How many stars would they have scored me to get to that figure does anyone know ?


----------



## AZ Poppy (Apr 29, 2014)

I don't know but I have over 200 trips and my rating last Thursday was 4.85 and it dropped to 4.82 in 1 day so it's a mystery how a couple of low balls can screw you but a bunch of 5s have minimal impact.


----------



## Tony T (May 2, 2014)

I was correct with my assumption with who I thought it was as they happened to leave a mobile phone in my car so when they rung me to collect the phone I thought I would ask why they give me a bad rating , I said i would use the feedback to improve on any mistake I made , the rider then replied , I am very sorry it was my first time with Uber and I wasn't sure how to rate .
It just solidifies the fact this system needs changing for our jobs sake


----------



## SoCal_Uber (May 2, 2014)

Sometimes swiping at stars with drunken fingers doesn't equate well for us drivers
I went from 4.9 to a 4.5 last Friday ( due to 2 no ratings! ).
I clawed my way back up to 4.82 but the system is flawed, almost rigged against the driver


----------



## Wood (May 6, 2014)

The "swipe" should be taken away. When I rate my riders, I always touch the star I think they deserve. 
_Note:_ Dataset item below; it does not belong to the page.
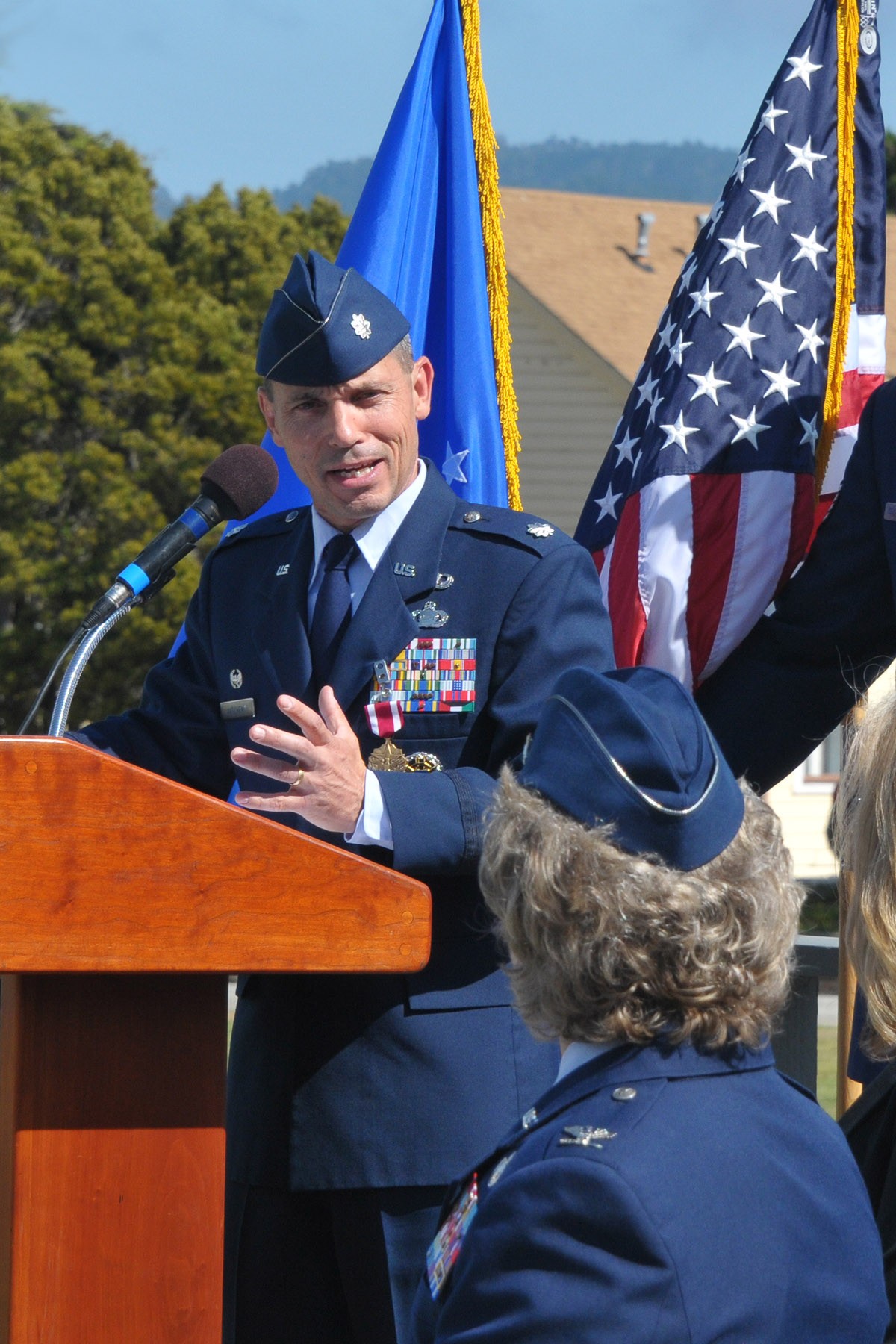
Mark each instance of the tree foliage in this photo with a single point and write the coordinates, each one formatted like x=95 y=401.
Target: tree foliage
x=127 y=352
In my mind, if they are friendly...they get a big fat 5!

When it comes to rating the drivers, they should only be able to "touch" the star not "swipe". 

I went from a 5 star to a 4.88 in one day after 20 trips all because of the "swipe" from left to right. 

It's a flawed rating system...

Thanks!


----------



## Jeeves (Apr 10, 2014)

Welcome Wood! UberPeople.NET 100th member!!

What do you mean the swipe method?


----------